It may seem every year a new type of neural network is announced that piques our imaginations, but the last big and truly novel neural network to arrive on the scene was the Generative Adversarial Network (GAN), created by Ian Goodfellow in 2014, almost four years ago. Much of the research following the creation of a new net focuses first on discovering applications for which the neural network shows aptitude, subsequently on how to optimize or extend them, and finally on how to mix them with other types of neural networks to create ensembles. 2016, for instance, was unavoidably the year of the GAN, with a truly dizzying number of derivative networks for all manner of applications hitting Arxiv: CycleGANs, DCGANs, Conditional GANs, and many more, but late 2017 saw perhaps the first truly lifelike mimicry of faces with Nvidia’s Progressive growing of GANs approach (which has incredible accuracy and the side effect of permitting very large, 1024×1024 images to be faithfully generated — I highly recommend the short paper introducing it).
So though the field of deep learning is white hot right now in terms of academic and corporate interest and an overwhelming amount of stellar research and production-ready applications generated each year, it’s still a huge event when a completely new, non-derivative type of neural network is created and announced.
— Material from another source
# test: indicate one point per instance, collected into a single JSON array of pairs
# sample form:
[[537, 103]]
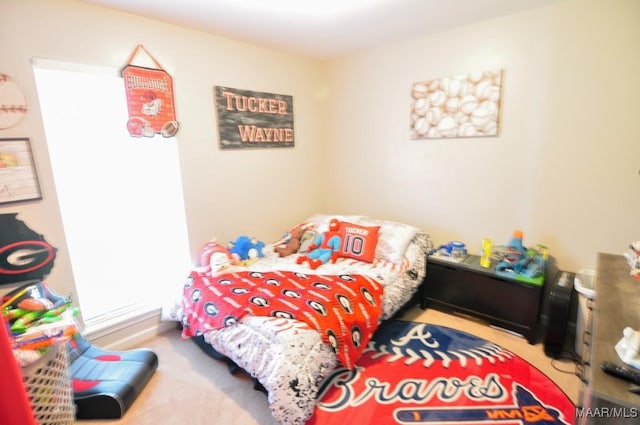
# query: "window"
[[120, 197]]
In late October, Geoffrey Hinton, one of the fathers of modern AI (he was one of the first researchers to demonstrate the use of backpropagation algorithms to train neural networks, among other important contributions like dropout and deep-belief networks) announced he and a team of researchers had finally implemented a before only theoretical type of neural net called the capsule network with an implementation dubbed CapsNet.
The capsule network is historically different from other types of neural networks (which have generally been used in different, noncompeting problem domains) because it was created to address a perceived fundamental deficiency with another type of neural network, the Convolutional Neural Network (sometimes referred to as a ConvNet but more often regrettably abbreviated to CNN, just like another network you may have heard of…). CNNs are, largely, image classifiers. They train on huge labeled datasets of images like the CIFAR-10 and ImageNet datasets and produce a classification probability between 0 and 1 upon inference, the closest to 1 being the “best guess.”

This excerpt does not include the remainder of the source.